We can observe from the feature distribution plots that the feature distribution of the test set closely aligns with that of the training set. However, certain datasets show a high concentration of points, suggesting that the bearings were in a stable state during periods with similar vibration data. Consequently, the predictions during these periods yielded similar results, reflecting a stable operational state of bearings. Meanwhile, it can be seen from the figure that some feature regions of Bearing1_1 and Bearing1_2 are similar, but their RUL values are completely different.

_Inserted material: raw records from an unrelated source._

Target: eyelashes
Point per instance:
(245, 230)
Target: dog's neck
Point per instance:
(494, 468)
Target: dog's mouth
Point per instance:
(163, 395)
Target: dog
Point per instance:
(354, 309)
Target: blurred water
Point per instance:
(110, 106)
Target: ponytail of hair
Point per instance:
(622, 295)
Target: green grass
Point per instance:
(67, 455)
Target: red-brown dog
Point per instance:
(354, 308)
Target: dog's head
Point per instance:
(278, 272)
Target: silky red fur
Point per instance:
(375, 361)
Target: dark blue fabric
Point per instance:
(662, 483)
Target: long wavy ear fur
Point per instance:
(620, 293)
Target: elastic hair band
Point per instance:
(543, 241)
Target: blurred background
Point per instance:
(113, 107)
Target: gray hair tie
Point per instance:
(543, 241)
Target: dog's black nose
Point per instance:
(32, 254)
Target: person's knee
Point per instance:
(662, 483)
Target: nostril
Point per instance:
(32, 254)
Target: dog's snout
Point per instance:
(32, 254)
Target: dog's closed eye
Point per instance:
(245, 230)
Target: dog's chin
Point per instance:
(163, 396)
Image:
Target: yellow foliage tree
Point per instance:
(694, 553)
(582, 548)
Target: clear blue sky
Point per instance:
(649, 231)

As a result, the model cannot accurately predict the RUL value on the test set, which reduces the performance of the model.To further quantify the results, we computed the JS divergence to compare the distribution similarity of the different datasets. The results are summarized in
Table 11.
As can be seen from
Table 11, the JS divergence between Bearing1_3 and Bearing1_2 is small and their feature region is similar; the JS divergence between Bearing1_3 and Bearing1_2 is large, and their feature region is similar is low and their prediction performance is good. However, the JS divergence between Bearing2_1 and the two training sets is not large or small, and the prediction result is sub-optimal. At the same time, the similarity of feature regions between Bearing1_1 and Bearing1_2 is high.

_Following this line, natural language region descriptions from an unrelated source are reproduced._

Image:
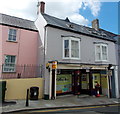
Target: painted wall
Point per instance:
(54, 51)
(17, 88)
(0, 50)
(87, 48)
(25, 48)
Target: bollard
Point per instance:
(27, 99)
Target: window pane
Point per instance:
(9, 65)
(74, 49)
(12, 35)
(98, 53)
(104, 52)
(66, 52)
(66, 44)
(66, 48)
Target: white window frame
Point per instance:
(70, 39)
(12, 35)
(101, 53)
(10, 66)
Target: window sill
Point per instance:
(11, 41)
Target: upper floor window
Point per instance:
(12, 35)
(9, 65)
(71, 48)
(101, 52)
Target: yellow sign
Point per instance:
(54, 65)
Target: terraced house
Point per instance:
(85, 56)
(74, 58)
(18, 41)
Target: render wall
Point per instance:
(25, 48)
(87, 47)
(17, 88)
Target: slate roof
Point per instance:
(17, 22)
(67, 25)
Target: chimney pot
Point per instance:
(95, 24)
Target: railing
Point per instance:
(9, 71)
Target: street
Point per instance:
(105, 109)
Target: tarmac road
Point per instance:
(105, 109)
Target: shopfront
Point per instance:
(80, 80)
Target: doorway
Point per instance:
(81, 82)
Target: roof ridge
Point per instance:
(15, 17)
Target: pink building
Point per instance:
(18, 47)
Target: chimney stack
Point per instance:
(95, 24)
(41, 7)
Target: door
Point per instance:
(76, 81)
(85, 83)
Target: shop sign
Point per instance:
(54, 65)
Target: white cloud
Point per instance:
(62, 9)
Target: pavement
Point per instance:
(61, 101)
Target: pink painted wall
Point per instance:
(25, 48)
(0, 45)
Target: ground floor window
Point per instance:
(63, 83)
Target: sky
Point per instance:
(80, 11)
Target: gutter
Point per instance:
(91, 35)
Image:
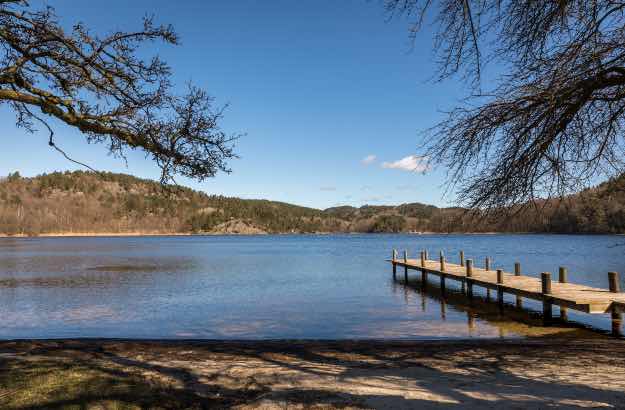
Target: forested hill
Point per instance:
(84, 202)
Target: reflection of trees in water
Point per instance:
(63, 271)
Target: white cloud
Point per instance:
(411, 163)
(368, 160)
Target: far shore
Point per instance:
(150, 234)
(109, 373)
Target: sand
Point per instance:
(313, 374)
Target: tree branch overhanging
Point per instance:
(554, 122)
(100, 86)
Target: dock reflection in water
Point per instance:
(484, 317)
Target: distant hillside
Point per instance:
(85, 202)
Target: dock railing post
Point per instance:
(469, 275)
(394, 263)
(487, 268)
(617, 317)
(424, 274)
(545, 279)
(500, 288)
(563, 278)
(517, 272)
(442, 259)
(405, 265)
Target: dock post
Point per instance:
(394, 263)
(545, 278)
(469, 275)
(617, 317)
(424, 275)
(563, 278)
(487, 267)
(405, 265)
(442, 259)
(500, 288)
(517, 272)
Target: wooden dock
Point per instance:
(550, 292)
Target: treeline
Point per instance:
(85, 202)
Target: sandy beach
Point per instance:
(312, 374)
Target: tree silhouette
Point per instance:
(554, 120)
(102, 87)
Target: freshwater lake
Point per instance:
(281, 286)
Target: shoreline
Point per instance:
(353, 374)
(161, 234)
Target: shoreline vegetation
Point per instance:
(100, 373)
(165, 234)
(107, 204)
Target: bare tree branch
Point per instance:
(554, 122)
(100, 86)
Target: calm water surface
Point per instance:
(259, 287)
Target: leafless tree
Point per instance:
(102, 87)
(554, 120)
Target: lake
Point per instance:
(280, 286)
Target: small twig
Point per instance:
(53, 144)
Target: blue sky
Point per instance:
(317, 86)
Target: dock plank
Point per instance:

Figure 10 further supports the effectiveness of the model in predicting the features of the data set. In addition,
Table 11 confirms significant differences between the source and target domains, which lead to suboptimal experimental results.
To enhance the performance of the base model, reduce the disparities between the source- and target-domain feature distributions, and achieve more accurate predictions, we employed domain-adaptation methods to refine the model and improve its predictive effectiveness.
3.3. Domain-Adaptation Model Experimental Results
In this experiment, we implemented an adversarial domain-adaptation method based on the aforementioned base model, as depicted in
Figure 5. From the experimental results mentioned earlier, We found that the regression layer was the main factor affecting the prediction result. Therefore, we kept the parameters of the CNN and LSTM layers unchanged while resetting the parameters of the regression prediction network layers for retraining. The basic experimental information is summarized in
Table 12.
The evaluation metrics after domain adaptation are listed on
Table 13. From the table, it can be seen that the indicators for Bearing1_1, Bearing2_1, Bearing3_1 and Bearing3_2 noticeably decreased, while those for Bearing2_2 did not show significant changes. Overall, the model was proven effective in enhancing predictive performance.
Therefore, it can be demonstrated that domain-adaptation techniques can minimize the disparities in feature distributions and improve model performance. Additionally, when a bearing is in a stable state, the collected vibration data is similar, leading to similar RUL values predicted by the model.